Before we look at more details of the Verilog language, it would be good to understand the different layers of abstraction in chip design.
The top layer is the system level architecture that defines the various sub-blocks and groups them based on functionality. For example, a processor cluster would have multiple cores, cache blocks, and cache coherence logic. All of this will be encapsulated and represented as a single block with input-output signals.
VLSI stands for Very Large Scale Integration, which is a technology used to create integrated circuits (ICs) by combining thousands or millions of transistors into a single chip. VLSI technology has revolutionized the electronics industry by enabling the production of compact, powerful and low-cost microprocessors, memory chips, digital signal processors, and other advanced electronic devices.

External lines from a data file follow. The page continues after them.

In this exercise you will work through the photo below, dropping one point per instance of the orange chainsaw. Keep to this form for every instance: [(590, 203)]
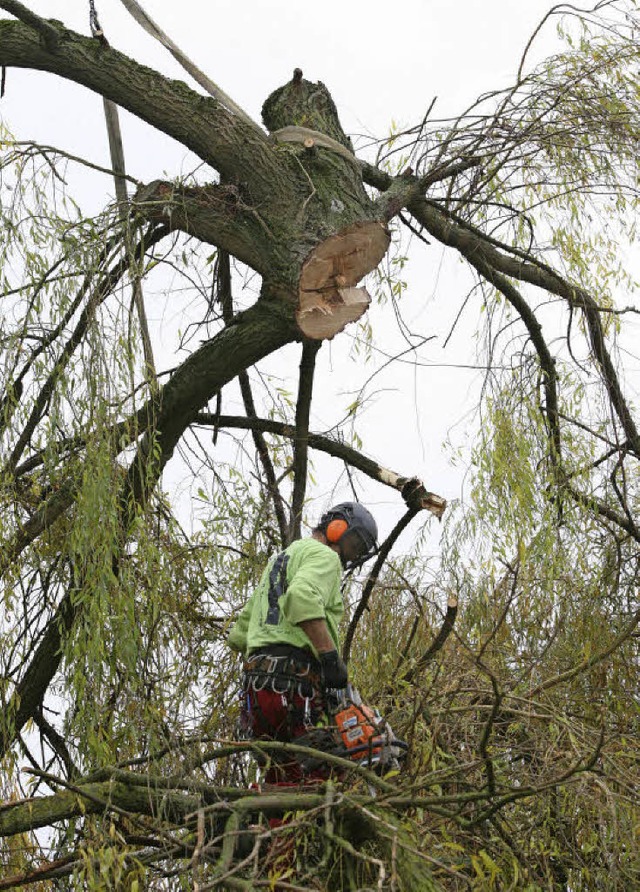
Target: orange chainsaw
[(362, 734)]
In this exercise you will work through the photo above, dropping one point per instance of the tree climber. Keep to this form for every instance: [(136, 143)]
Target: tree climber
[(287, 633)]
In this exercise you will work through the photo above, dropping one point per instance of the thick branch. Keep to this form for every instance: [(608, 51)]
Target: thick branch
[(220, 138)]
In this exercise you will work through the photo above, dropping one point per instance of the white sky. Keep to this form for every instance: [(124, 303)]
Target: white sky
[(381, 63)]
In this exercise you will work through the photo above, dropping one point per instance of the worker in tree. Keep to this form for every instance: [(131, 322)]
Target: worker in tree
[(288, 633)]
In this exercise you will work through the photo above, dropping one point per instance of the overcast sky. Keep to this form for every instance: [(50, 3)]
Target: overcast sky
[(383, 63)]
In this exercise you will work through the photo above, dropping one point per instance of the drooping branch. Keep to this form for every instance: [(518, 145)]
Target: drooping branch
[(145, 20), (97, 294), (439, 641), (301, 439), (253, 335), (426, 500), (482, 252)]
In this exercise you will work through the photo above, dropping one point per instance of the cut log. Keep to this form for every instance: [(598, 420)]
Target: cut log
[(327, 298)]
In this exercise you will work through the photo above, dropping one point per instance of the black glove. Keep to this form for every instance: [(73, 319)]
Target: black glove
[(334, 671)]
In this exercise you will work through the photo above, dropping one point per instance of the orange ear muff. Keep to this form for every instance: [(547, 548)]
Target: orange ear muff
[(336, 529)]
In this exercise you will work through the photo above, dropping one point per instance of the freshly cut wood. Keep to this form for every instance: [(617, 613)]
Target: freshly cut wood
[(327, 298)]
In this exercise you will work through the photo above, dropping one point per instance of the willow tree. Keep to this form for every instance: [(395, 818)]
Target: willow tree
[(117, 692)]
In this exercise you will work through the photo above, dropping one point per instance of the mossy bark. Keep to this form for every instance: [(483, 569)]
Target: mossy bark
[(278, 202)]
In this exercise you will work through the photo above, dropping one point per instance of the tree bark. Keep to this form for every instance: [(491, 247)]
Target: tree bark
[(296, 212)]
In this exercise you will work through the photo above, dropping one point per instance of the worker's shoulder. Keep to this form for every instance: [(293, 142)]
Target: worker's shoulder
[(303, 549)]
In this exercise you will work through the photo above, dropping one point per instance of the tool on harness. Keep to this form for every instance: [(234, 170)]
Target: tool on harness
[(283, 668)]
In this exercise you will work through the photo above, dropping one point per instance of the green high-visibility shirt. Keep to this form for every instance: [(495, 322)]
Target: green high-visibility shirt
[(312, 592)]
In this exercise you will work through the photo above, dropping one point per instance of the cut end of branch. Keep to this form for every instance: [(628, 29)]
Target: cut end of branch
[(328, 300)]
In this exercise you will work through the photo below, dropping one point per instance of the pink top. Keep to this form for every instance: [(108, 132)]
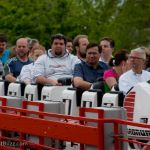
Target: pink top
[(110, 73)]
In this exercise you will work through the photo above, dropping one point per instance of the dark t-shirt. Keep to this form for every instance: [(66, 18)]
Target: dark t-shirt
[(14, 66)]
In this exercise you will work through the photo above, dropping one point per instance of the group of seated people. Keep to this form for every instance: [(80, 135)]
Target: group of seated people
[(92, 63)]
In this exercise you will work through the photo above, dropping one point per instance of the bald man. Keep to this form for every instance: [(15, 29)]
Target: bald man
[(13, 67)]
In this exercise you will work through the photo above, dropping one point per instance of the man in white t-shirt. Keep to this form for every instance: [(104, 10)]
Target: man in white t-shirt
[(57, 63), (136, 74)]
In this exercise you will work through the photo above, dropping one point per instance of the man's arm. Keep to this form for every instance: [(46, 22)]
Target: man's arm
[(10, 77), (43, 80), (80, 83)]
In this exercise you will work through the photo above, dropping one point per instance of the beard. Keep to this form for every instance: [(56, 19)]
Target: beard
[(58, 53), (83, 54), (22, 54)]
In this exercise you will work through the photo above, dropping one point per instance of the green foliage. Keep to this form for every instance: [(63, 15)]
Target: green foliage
[(126, 21)]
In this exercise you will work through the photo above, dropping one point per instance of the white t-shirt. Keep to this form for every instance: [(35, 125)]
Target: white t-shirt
[(130, 79), (53, 67), (26, 74)]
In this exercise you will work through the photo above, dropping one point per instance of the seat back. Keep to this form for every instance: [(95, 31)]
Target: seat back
[(31, 92), (92, 98), (52, 93)]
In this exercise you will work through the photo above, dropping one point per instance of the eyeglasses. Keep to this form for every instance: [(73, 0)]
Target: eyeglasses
[(92, 53), (133, 57)]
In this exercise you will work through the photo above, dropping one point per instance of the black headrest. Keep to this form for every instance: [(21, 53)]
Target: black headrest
[(65, 81), (99, 85), (116, 87)]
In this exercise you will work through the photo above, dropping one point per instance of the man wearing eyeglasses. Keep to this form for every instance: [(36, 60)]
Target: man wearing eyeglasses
[(86, 72), (136, 74), (57, 63)]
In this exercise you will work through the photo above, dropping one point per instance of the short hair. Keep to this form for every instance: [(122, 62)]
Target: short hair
[(77, 38), (58, 36), (31, 42), (141, 51), (110, 40), (39, 47), (69, 39), (118, 58), (91, 45), (3, 37)]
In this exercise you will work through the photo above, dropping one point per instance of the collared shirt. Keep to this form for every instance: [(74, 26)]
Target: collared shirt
[(53, 67), (26, 74), (88, 73), (130, 79), (14, 66), (5, 56)]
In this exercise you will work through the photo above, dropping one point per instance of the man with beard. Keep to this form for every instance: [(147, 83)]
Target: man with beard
[(107, 45), (14, 65), (4, 53), (57, 63), (86, 72), (136, 74), (80, 43)]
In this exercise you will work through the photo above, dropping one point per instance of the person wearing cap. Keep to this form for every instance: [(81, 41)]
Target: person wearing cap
[(136, 74)]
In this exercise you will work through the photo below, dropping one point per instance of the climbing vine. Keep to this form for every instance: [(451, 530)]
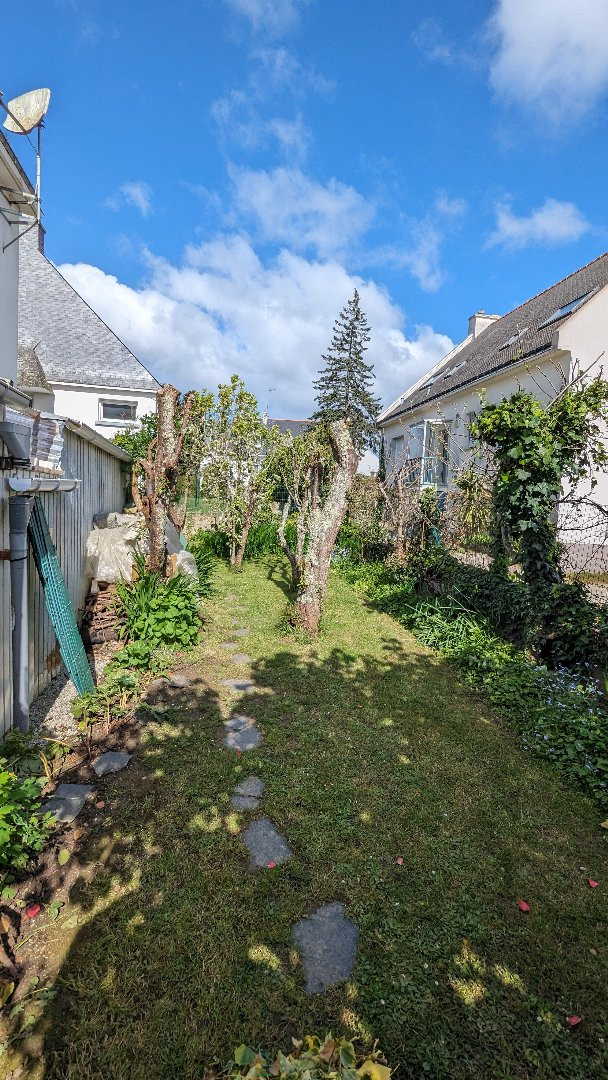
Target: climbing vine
[(536, 450)]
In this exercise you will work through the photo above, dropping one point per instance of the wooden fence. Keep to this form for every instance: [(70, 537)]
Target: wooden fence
[(70, 515)]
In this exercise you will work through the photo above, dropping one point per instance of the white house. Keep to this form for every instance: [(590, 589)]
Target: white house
[(535, 347), (70, 362)]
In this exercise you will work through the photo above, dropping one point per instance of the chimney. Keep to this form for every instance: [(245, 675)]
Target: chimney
[(480, 322)]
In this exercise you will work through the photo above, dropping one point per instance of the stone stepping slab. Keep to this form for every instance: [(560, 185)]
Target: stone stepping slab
[(247, 794), (327, 942), (240, 685), (265, 844), (241, 733), (111, 761), (67, 800)]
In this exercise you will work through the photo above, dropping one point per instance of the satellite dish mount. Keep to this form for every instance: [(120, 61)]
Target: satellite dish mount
[(24, 113)]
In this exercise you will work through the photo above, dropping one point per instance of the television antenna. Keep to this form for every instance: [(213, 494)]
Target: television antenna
[(25, 113)]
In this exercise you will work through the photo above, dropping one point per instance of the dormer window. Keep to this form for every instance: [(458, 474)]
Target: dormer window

As of 2020, the scale of integration in VLSI technology has reached nanometer-level processes, with feature sizes on the order of 7-5 nm, allowing for the integration of billions of transistors on a single chip. The latest processors and integrated circuits are being manufactured using 7 nm and 5 nm process nodes, enabling greater performance and power efficiency.
What is an ASIC ?
An ASIC (Application-Specific Integrated Circuit) is a type of integrated circuit (IC) that is designed to perform a specific task or function. It is customized for a particular application, unlike general-purpose ICs such as microprocessors and memory chips.
ASICs are typically used in high-performance applications where specific processing requirements need to be met, such as in networking, telecommunications, and consumer electronics. ASICs are designed and manufactured for a specific customer or application and can include digital, analog, and mixed-signal components on a single chip.
Chip Design Flow
A typical design flow follows a structure shown below and can be broken down into multiple steps. Some of these phases happen in parallel and some sequentially. We'll take a look at how a typical project design cycle looks like in the industry today.
Requirements
A customer of a semiconductor firm is typically some other company who plans to use the chip in their systems or end products. So, requirements of the customer also play an important role in deciding how the chip should be designed. Naturally, the first step would be to collect the requirements, estimate the market value of the end product, and evaluate the number of resources required to do the project.